Dénoncée par de nombreuses associations environnementales, l’extension de la redevance copie privée aux produits d’occasion a pourtant été approuvée par le Sénat. Une décision absurde, à l’heure où les appareils reconditionnés permettent d’alléger notre empreinte carbone.

Elle est truffée d’incohérences, et pourtant la taxe copie privée sur les appareils reconditionnés a été adoptée par le Sénat le 2 novembre 2021. Jusqu’au bout, les entreprises du marché du reconditionné espéraient que les parlementaires feraient marche arrière sur cette proposition problématique, souligne Next Inpact. Cela n’a pas été le cas : dans le cadre d’une loi visant à alléger l’empreinte environnementale du numérique (ce qui est encore plus paradoxal), les sénateurs ont approuvé l’extension de la redevance copie privée (RCP) à tous les produits d’occasion, qu’ils soient reconditionnés ou non.

Les téléphones et tablettes d’occasion ayant un stockage de 64 Go ou plus seront donc soumis respectivement à une redevance de 10,08 euros TTC et de 10,92 euros TTC. Des sommes qui seront ensuite reversées à Copie France, l’organisme qui se charge de collecter les rémunérations versées par les fabricants ou importateurs de supports d’enregistrement (clés USB, téléphones portables, tablettes…) et de les redistribuer aux auteurs, artistes, éditeurs et producteurs.

Taxer doublement les produits d’occasion

Cette redevance copie privée sur les produits d’occasion est pourtant absconse. Pour commencer, la rémunération pour copie privée vise à compenser, auprès du milieu culturel, la capacité qu’a le public à pouvoir effectuer des enregistrements d’œuvres dans un cadre privé. Ce système concerne donc les appareils ayant une capacité d’enregistrement (clés USB, disques durs, etc.). Mais avec la prise de pouvoir des Spotify, Deezer et autre géants du streaming, cette pratique est déjà pas mal tombée en désuétude.

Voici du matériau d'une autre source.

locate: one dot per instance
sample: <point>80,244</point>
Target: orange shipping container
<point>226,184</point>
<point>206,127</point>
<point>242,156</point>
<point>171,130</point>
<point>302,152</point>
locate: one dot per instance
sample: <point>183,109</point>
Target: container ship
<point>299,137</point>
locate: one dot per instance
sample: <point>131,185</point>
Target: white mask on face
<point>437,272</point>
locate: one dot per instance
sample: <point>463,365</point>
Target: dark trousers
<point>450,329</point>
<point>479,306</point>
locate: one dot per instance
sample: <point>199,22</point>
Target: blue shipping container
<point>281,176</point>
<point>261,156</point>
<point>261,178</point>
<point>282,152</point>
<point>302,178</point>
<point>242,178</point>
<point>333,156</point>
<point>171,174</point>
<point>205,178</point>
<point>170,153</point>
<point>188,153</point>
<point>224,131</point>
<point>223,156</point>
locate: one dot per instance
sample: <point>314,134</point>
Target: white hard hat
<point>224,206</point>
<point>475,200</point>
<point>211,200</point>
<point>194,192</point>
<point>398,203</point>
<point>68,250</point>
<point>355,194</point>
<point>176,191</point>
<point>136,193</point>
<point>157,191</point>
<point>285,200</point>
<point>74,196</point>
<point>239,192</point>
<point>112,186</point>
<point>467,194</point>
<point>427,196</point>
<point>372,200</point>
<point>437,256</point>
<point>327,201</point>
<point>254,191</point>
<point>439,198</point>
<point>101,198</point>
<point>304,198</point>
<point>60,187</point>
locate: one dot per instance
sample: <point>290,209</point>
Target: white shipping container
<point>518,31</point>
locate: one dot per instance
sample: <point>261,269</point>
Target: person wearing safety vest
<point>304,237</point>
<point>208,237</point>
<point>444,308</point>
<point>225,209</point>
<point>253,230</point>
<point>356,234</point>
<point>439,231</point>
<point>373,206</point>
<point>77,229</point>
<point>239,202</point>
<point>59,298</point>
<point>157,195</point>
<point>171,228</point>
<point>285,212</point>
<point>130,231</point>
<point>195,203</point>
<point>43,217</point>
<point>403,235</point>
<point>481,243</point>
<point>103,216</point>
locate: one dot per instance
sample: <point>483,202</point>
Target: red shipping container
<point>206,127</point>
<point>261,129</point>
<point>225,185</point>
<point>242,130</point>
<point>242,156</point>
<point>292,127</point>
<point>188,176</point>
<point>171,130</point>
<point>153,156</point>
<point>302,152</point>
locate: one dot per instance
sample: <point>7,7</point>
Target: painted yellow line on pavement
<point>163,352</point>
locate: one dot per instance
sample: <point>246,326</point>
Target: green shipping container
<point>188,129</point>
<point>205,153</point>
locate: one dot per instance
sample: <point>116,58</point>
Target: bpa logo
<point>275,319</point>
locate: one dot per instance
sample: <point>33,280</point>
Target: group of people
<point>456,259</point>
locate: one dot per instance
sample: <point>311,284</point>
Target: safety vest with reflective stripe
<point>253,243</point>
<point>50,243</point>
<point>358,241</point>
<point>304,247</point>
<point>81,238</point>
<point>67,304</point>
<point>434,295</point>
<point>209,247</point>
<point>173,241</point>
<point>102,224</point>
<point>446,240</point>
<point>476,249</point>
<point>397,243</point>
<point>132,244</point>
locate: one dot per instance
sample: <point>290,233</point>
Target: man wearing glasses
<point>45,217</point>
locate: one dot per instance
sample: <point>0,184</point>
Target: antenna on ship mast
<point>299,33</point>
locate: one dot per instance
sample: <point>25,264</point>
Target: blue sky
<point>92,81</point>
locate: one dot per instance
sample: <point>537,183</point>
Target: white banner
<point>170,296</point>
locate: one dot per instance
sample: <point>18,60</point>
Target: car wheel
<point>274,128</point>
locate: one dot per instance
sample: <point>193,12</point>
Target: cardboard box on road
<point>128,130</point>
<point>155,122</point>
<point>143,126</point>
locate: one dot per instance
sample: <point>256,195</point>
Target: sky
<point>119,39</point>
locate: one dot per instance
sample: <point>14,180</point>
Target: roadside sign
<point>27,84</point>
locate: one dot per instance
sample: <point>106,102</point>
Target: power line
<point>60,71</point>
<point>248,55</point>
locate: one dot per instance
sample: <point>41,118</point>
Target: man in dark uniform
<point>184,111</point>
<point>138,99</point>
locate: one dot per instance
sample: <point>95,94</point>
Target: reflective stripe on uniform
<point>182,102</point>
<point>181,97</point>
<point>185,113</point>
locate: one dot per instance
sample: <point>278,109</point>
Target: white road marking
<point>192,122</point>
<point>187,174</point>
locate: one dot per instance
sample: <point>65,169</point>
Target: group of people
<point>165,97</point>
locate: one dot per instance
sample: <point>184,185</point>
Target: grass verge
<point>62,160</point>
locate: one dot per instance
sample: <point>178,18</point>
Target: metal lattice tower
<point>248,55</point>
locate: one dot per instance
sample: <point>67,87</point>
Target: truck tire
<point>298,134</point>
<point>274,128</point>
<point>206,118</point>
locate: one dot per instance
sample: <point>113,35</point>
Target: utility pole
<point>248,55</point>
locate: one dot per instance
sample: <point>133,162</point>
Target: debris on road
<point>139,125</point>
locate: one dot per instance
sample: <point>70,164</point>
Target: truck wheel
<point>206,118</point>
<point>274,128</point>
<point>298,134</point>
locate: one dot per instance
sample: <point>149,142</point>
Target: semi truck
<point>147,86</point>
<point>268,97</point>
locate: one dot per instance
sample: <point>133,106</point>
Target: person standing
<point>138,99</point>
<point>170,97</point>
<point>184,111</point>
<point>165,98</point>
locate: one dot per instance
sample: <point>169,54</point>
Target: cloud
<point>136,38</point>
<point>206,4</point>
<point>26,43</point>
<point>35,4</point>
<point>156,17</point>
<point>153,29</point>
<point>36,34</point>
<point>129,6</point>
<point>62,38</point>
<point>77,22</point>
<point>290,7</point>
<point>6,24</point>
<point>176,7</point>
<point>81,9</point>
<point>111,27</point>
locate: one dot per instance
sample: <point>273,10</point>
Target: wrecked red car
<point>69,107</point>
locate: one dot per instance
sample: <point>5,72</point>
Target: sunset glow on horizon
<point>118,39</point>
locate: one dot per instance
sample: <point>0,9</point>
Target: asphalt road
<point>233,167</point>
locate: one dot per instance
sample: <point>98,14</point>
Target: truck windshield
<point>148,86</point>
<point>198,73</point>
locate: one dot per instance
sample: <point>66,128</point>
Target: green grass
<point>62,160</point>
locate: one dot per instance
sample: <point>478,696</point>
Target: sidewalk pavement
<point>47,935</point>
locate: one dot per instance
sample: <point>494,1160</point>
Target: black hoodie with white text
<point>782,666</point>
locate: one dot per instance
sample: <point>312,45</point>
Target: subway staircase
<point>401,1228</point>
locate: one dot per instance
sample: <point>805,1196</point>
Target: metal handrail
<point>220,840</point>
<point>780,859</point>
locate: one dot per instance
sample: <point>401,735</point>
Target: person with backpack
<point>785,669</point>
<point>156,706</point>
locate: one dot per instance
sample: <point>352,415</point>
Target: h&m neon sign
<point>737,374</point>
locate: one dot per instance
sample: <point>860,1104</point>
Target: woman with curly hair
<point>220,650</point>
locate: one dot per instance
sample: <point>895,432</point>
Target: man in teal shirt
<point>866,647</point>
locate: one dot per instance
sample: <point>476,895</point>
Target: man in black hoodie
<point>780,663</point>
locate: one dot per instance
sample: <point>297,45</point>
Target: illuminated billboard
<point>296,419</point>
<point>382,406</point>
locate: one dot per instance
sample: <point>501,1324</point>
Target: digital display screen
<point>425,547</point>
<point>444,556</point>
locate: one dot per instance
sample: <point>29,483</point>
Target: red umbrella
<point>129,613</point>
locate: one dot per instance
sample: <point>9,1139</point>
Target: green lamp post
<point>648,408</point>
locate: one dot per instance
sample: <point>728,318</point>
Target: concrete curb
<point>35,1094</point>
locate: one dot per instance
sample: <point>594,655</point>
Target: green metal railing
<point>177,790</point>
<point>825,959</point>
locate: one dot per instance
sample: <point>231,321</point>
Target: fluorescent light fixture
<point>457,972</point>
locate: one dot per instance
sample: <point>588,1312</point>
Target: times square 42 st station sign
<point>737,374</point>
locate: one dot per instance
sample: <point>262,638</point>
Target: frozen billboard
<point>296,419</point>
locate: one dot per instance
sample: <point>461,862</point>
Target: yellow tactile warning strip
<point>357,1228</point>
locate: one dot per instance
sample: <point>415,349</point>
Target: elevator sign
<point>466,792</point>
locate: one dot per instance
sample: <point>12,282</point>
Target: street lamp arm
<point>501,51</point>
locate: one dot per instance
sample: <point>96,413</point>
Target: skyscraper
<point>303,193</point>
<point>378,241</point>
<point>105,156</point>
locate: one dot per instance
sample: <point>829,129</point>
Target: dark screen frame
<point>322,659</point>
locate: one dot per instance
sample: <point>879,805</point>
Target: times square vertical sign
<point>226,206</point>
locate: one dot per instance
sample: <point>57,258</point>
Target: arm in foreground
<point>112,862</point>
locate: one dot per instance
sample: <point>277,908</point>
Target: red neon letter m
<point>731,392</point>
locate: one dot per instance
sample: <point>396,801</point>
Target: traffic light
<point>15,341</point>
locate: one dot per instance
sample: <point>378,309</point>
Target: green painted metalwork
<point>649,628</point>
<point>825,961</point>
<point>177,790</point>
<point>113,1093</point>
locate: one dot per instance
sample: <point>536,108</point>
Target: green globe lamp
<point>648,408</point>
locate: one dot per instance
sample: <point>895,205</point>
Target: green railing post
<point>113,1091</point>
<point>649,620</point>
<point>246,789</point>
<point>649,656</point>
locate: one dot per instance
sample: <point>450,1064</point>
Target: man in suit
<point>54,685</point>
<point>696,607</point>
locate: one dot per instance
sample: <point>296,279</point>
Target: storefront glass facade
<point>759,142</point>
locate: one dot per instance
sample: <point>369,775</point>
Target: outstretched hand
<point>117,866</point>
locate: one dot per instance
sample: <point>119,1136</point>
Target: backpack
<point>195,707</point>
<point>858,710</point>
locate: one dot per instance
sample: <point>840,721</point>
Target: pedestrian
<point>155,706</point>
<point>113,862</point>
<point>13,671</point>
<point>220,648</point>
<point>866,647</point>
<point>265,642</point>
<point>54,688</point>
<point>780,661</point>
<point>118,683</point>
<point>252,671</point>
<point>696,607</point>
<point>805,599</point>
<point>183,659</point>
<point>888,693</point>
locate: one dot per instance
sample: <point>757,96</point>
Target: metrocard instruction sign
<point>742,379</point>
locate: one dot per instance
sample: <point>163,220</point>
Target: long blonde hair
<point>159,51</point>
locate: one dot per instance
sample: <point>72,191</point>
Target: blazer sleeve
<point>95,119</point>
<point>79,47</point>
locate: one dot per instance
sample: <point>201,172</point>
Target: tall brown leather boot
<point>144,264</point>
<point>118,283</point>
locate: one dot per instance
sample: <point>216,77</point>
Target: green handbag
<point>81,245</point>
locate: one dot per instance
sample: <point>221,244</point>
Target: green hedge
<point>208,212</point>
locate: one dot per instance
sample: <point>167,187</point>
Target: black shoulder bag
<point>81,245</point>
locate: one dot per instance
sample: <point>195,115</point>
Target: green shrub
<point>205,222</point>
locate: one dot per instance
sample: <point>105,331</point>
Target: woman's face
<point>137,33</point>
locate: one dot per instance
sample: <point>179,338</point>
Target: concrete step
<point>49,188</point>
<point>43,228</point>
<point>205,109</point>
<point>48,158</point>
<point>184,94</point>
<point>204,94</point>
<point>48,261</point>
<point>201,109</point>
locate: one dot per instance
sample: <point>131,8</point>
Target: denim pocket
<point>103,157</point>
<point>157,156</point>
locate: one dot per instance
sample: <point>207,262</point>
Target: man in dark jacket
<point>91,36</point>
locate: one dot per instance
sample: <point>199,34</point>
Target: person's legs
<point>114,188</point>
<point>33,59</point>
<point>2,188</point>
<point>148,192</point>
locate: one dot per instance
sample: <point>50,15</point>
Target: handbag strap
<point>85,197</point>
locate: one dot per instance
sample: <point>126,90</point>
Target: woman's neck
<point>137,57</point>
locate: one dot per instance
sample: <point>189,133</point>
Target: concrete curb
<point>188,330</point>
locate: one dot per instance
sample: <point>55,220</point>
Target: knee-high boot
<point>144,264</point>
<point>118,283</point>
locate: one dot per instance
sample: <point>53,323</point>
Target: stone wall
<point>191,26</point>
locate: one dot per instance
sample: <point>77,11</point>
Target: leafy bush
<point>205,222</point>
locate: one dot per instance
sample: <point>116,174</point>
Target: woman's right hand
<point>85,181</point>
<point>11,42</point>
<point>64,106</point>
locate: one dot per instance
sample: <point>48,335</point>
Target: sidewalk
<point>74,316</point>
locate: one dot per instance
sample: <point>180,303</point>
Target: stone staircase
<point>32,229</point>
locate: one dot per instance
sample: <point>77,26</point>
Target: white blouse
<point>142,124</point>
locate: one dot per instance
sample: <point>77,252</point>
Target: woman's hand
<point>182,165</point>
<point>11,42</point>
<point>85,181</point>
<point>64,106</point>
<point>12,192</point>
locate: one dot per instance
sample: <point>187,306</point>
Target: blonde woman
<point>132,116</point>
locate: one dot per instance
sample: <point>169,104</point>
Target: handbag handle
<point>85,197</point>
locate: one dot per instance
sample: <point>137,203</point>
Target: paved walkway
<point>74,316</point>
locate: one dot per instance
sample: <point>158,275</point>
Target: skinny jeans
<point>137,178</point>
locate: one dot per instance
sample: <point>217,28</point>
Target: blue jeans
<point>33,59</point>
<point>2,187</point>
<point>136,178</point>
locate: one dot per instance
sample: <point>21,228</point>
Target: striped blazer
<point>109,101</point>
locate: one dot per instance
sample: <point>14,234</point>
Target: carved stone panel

Appliquer la taxe copie privée à des produits d’occasion, c’est du reste faire le choix étrange de la leur appliquer deux fois, puisque la redevance a déjà été payée lors de l’achat neuf. Le point le plus dommageable dans l’histoire est cependant que cela risque d’entraver le développement du marché du reconditionné, qui permet pourtant de réduire l’empreinte carbone de la tech, en favorisant le réemploi des appareils, notamment des smartphones et des tablettes.

Des associations environnementales telles que Les Amis de La Terre étaient d’ailleurs vent debout contre ce projet. Le 21 octobre, l’ONG indiquait ainsi sur Twitter, sous le hashtag #sauvonsloccasion : « Ce matin nous étions devant le Sénat pour dénoncer les reculs du gouvernement français sur des mesures destinées à lutter contre l’obsolescence programmée et notamment l’introduction d’une redevance de 10€ sur les smartphones reconditionnés dans la Loi REN  ». Alors que la COP26 vient d’ouvrir ses portes pour accélérer la transition climatique, le Sénat fait preuve d’un très étrange sens des priorités.